Wednesday, May 5, 2010

Learning How to Say "No"

There are a lot of reasons people find it difficult to say no when asked a favor: they are nice and want to accommodate the person making the request if possible (no matter how well they know the person); they are seeking recognition and a higher profile and believe that saying yes is a way to get it; they are too polite to say no when they really want to say no; they want to be liked or at least they don’t want to be disliked; they find it easier to say yes than to open up a potential argument or injured feelings by saying no.
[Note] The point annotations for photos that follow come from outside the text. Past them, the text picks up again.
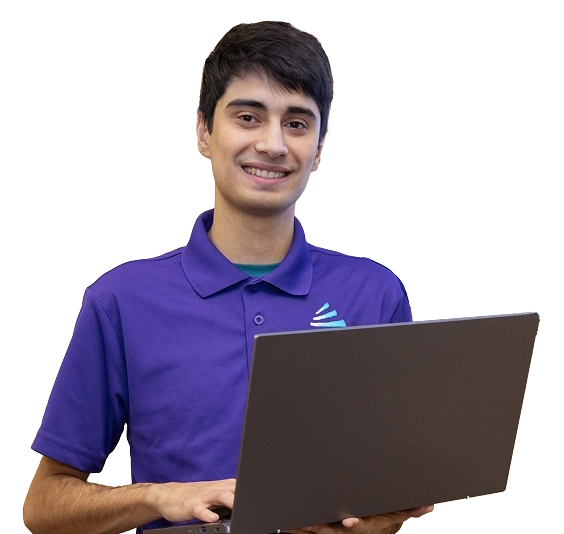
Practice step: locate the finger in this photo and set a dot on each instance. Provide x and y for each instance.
(199, 511)
(350, 522)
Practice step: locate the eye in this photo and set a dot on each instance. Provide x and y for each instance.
(246, 118)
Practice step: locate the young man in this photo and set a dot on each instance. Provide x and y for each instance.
(153, 334)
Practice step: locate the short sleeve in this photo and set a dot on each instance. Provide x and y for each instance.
(87, 407)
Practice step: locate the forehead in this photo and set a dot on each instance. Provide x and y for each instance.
(266, 90)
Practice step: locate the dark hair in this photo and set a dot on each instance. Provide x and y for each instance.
(296, 60)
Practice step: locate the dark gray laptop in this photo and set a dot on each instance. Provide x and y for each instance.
(356, 421)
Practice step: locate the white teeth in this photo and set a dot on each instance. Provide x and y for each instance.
(263, 173)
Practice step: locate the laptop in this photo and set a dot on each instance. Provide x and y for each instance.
(357, 421)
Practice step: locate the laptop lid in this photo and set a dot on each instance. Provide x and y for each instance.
(357, 421)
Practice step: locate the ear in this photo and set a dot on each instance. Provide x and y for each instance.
(202, 136)
(317, 160)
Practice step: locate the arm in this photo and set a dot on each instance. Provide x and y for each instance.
(60, 500)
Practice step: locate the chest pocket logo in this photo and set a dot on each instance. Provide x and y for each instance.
(317, 320)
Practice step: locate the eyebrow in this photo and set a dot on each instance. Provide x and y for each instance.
(257, 104)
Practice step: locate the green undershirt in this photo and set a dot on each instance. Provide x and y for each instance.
(256, 270)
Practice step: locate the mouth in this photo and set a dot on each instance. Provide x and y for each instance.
(264, 174)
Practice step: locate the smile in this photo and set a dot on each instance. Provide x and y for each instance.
(264, 174)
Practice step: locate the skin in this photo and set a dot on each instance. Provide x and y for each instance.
(254, 222)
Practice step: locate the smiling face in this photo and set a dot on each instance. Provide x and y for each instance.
(263, 148)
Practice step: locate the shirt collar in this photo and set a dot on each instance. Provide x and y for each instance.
(209, 271)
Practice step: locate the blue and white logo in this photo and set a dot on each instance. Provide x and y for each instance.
(327, 315)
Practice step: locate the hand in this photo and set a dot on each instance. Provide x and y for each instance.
(375, 524)
(183, 501)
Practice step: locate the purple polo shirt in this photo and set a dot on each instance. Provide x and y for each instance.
(165, 345)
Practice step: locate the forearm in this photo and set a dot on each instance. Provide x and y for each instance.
(69, 505)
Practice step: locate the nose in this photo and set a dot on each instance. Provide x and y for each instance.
(271, 141)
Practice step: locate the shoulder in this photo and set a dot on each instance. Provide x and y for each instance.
(362, 268)
(135, 274)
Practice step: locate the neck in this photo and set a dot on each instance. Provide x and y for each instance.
(252, 239)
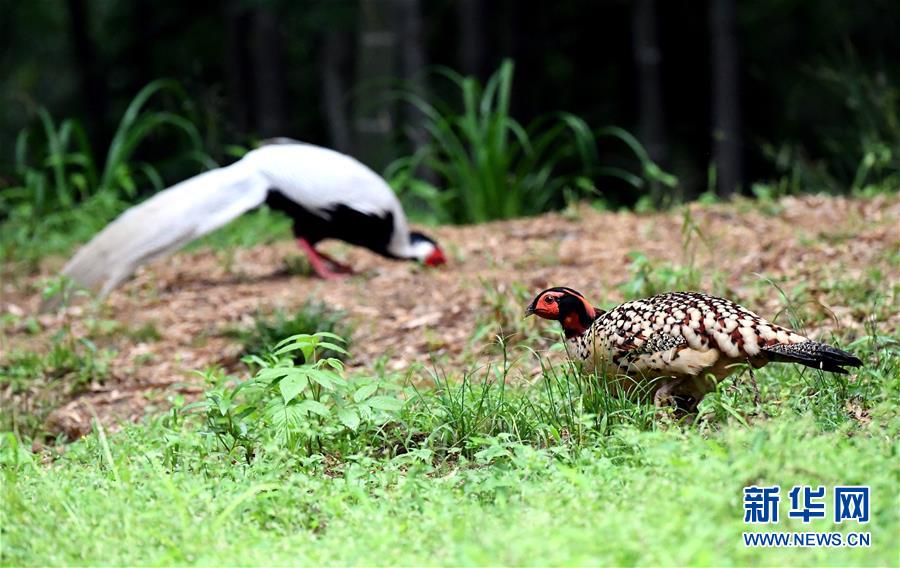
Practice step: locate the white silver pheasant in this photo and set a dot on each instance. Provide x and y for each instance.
(678, 343)
(328, 195)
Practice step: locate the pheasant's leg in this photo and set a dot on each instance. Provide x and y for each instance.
(337, 265)
(753, 382)
(664, 394)
(316, 260)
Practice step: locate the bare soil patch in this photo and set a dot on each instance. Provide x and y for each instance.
(411, 314)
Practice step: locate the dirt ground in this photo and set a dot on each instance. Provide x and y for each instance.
(412, 314)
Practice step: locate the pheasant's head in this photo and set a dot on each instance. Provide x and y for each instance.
(565, 305)
(425, 250)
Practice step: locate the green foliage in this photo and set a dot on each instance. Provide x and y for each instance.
(62, 194)
(305, 408)
(862, 154)
(312, 317)
(181, 499)
(34, 383)
(493, 167)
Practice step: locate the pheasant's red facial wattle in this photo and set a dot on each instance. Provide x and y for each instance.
(567, 306)
(436, 258)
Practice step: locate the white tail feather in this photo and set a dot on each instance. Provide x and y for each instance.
(166, 222)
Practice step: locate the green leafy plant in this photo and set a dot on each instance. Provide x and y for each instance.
(305, 408)
(493, 167)
(311, 317)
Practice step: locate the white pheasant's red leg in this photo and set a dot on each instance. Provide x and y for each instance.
(316, 260)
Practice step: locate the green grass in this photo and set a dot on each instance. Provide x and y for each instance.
(474, 470)
(62, 194)
(490, 166)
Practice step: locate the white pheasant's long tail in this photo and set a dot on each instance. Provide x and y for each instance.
(166, 222)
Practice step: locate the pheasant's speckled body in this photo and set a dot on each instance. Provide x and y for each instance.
(687, 340)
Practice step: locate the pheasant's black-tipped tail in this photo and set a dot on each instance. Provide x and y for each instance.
(815, 355)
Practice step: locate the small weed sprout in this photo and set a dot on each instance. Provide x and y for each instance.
(306, 408)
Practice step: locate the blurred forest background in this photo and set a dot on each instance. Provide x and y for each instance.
(764, 96)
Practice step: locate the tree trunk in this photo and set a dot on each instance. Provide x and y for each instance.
(412, 66)
(335, 52)
(726, 131)
(373, 122)
(91, 78)
(237, 64)
(269, 74)
(471, 38)
(648, 59)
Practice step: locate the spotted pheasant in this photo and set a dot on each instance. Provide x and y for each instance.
(681, 343)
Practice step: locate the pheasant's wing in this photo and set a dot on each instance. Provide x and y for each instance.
(166, 222)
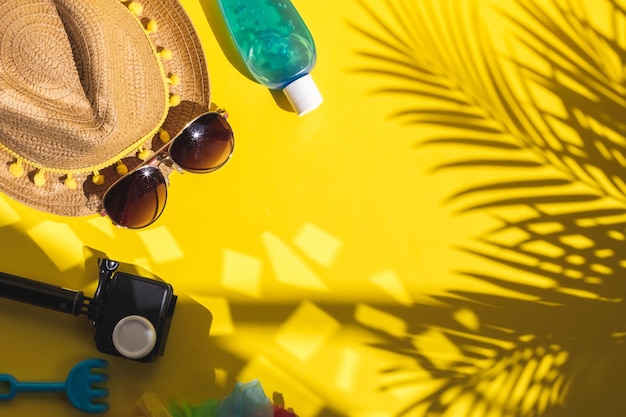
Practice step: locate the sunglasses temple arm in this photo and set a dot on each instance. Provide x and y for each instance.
(42, 294)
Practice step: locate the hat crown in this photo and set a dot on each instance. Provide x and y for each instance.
(80, 85)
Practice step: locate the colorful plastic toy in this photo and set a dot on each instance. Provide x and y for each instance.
(82, 386)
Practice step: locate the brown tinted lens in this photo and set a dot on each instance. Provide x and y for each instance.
(138, 199)
(204, 145)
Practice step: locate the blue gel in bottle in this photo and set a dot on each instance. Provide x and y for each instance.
(276, 47)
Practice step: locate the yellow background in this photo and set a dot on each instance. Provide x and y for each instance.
(328, 234)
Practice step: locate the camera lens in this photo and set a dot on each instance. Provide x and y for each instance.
(134, 337)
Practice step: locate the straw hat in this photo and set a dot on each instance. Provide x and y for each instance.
(87, 90)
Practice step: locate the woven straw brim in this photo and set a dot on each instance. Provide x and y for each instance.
(176, 33)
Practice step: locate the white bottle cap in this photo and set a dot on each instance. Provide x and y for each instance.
(303, 95)
(134, 337)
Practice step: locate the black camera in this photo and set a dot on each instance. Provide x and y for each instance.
(131, 314)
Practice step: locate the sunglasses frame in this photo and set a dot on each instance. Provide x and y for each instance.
(160, 156)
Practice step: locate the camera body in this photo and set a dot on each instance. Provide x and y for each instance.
(135, 316)
(131, 314)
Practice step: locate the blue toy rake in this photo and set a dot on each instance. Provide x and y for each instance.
(82, 386)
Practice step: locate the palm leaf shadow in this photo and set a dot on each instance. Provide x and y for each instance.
(568, 163)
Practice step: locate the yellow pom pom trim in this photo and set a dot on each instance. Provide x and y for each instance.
(174, 80)
(165, 54)
(70, 183)
(164, 136)
(174, 100)
(97, 178)
(135, 8)
(121, 168)
(39, 179)
(152, 26)
(16, 169)
(144, 154)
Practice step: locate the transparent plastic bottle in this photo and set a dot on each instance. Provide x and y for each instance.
(276, 46)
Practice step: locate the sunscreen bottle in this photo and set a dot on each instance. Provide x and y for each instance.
(276, 46)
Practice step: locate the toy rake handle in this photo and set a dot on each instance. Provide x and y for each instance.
(41, 294)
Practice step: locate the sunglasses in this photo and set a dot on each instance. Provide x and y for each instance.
(138, 198)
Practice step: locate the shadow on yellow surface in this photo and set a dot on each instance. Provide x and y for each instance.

I could go on, I’m sure. This week one of the guys on my son’s floor in the dormitory had a laptop crisis – his was apparently broken (although how you “break” a laptop, short of dropping it, is beyond me). I don’t know if he asked to borrow the computer of any of the other fellows on the floor, but the one who said “yes” was my son. When I spoke to him yesterday afternoon, he told me that someone was using it, and he said he hoped nothing happened to it. I suggested to my son that if he was worried about it (and I was a bit concerned myself), he should go to the kid and “Just say you have two take-home exams that you need to get started on that you hadn’t thought of when you said yes.”

I wasn’t sure whether he was comfortable with this partial truth – he does have two take-home exams, but was not ready to start working on them – and I don’t know what he ended up saying to his neighbor. But not much later he had the laptop back. I was definitely relieved that it was back in his possession; but equally I was proud that he spoke up for himself to get it.